Louange du sexe. Louange de toute la femme.

Publié le par Fred Pougeard

Louange du sexe
 
— Je ne chanterai pas le sexe de la femme, la grotte secrète, la source cachée.
   La fontaine chanteuse où l'abeille vient boire —et le pas des chevreuils s'y creuse, et le passage des sangliers
   sur l'herbe verte et le cresson.
 
   Je ne dirai ni les oiseaux, ni la vipère, ni la brise qui frise en frissonnant les eaux.
   Ni le silence ni l'obscure transe où l'on égorge les oiseaux. Ni la course égarée des chevaux. Ni la corne cornant les taureaux. Ni le cri ni l'envol des corbeaux.
   Et ni le marécage où nagent les salamandres parmi les milliers de larves et les racines de valériane.
   Ni ce lever de l'aube et ce soleil cuisant, ni la tourbe où se plante la lance de l'incandescence 
   et la fraîcheur du peuplier.
   Je ne dirai ni l'incendie de la garrigue, ni le reflux des belles eaux, ni le baiser de la méduse, ni l'étreinte des tentacules, et ni la langue des oiseaux.
 
   Non je ne dirai pas, femme, ton sexe étroit. Ni la porte dans ses rideaux. Ni la mer large ouverte à l'espoir de nos plus chers naufrages,
   ni ces dents de velours qui nous dévoraient là,
   ni ces mains enlacées qui nous ensorcelèrent.

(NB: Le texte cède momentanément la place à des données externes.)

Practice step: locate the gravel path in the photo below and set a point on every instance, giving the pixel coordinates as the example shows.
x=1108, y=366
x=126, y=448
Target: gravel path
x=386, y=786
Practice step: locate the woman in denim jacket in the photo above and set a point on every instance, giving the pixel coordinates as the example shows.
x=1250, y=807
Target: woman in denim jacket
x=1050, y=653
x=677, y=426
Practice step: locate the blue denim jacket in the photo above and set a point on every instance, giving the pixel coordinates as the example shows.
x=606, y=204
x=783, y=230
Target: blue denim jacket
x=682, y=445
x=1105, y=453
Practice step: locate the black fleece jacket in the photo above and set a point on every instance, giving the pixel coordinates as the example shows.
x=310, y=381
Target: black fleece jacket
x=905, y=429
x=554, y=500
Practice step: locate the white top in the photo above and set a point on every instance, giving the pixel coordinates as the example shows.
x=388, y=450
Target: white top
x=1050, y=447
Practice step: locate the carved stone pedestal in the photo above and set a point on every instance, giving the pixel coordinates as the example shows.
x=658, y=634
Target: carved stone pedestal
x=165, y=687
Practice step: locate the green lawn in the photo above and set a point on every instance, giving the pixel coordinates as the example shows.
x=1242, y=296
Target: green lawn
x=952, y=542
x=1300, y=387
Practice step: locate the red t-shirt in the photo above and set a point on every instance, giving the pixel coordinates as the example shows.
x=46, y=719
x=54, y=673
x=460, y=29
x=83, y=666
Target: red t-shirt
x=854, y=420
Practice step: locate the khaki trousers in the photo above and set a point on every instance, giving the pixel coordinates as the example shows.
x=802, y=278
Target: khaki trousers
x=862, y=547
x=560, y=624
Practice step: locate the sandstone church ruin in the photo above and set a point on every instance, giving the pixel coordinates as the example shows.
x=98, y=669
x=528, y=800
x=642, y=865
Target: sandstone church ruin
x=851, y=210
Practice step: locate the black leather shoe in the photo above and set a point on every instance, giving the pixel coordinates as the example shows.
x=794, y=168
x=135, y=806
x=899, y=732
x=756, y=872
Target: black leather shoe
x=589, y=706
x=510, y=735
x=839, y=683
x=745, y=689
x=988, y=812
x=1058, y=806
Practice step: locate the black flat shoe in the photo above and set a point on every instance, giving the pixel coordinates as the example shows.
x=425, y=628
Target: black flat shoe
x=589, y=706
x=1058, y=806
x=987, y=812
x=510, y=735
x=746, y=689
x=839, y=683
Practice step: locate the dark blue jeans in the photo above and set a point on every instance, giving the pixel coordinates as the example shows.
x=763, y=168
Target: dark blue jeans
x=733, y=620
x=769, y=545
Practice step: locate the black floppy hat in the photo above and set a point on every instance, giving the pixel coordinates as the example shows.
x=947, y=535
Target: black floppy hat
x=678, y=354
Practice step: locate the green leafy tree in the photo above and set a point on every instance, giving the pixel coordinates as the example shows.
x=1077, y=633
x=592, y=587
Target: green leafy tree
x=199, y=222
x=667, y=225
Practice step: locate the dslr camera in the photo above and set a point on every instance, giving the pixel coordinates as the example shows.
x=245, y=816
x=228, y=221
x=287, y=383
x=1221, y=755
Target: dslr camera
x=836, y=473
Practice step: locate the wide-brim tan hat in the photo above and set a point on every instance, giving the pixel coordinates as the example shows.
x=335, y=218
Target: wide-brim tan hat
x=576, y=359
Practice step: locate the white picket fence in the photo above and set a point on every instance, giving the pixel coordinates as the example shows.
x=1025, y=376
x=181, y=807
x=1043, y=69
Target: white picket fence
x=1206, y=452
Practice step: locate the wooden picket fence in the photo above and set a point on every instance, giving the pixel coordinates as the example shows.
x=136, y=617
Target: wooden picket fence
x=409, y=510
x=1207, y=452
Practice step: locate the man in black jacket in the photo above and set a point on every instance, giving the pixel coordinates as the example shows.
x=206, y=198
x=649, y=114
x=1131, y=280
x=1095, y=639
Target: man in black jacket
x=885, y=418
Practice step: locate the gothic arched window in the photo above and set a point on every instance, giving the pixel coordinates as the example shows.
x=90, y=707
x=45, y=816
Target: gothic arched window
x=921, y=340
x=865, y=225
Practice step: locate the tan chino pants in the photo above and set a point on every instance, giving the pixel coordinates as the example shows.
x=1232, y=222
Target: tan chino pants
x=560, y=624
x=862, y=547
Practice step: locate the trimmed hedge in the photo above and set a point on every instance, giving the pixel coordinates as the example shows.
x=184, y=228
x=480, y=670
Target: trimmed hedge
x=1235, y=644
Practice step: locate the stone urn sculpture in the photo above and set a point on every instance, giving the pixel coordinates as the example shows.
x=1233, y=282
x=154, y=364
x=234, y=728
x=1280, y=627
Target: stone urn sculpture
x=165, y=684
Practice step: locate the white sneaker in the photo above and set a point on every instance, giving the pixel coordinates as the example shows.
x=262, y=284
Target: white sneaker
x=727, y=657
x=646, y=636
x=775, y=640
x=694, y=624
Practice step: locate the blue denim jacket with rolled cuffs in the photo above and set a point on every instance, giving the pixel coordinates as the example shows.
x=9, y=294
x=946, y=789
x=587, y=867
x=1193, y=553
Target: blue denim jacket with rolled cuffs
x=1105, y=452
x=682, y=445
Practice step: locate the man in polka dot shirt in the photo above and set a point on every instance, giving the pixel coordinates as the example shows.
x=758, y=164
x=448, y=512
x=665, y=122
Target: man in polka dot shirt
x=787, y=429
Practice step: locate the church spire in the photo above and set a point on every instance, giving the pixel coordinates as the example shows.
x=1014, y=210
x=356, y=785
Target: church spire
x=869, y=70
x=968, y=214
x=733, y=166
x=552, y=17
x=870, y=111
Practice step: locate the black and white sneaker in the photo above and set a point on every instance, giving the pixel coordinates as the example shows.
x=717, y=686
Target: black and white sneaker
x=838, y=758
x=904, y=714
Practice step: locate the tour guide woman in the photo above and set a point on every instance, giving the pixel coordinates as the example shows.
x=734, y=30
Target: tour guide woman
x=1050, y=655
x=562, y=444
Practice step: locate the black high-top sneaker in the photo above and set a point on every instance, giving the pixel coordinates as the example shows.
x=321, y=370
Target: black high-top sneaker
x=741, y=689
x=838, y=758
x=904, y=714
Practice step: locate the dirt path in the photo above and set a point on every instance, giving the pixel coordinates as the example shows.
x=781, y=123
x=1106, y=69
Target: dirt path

   Je ne chanterai pas ton texte tout-puissant.
 
 
Louange de toute la femme
 
   Oui, je te chanterai, femme des profondeurs,
   poisson qui vient de loin,
   germe de tous les germes,
   femme-lande et femme-jardin,
   larve des marécages,
   puissante boue,
   limon plein de levures,
   oui, femme, je te loue, germe de tous les germes.
 
   Je te chante bel arbre au milieu de tes fruits.
   Je te chante champ d'orge, je chante l'épi, et le vent qui fait rire l'épi
   à pleine gorge.
 
   Je te chante debout et je te chante assise.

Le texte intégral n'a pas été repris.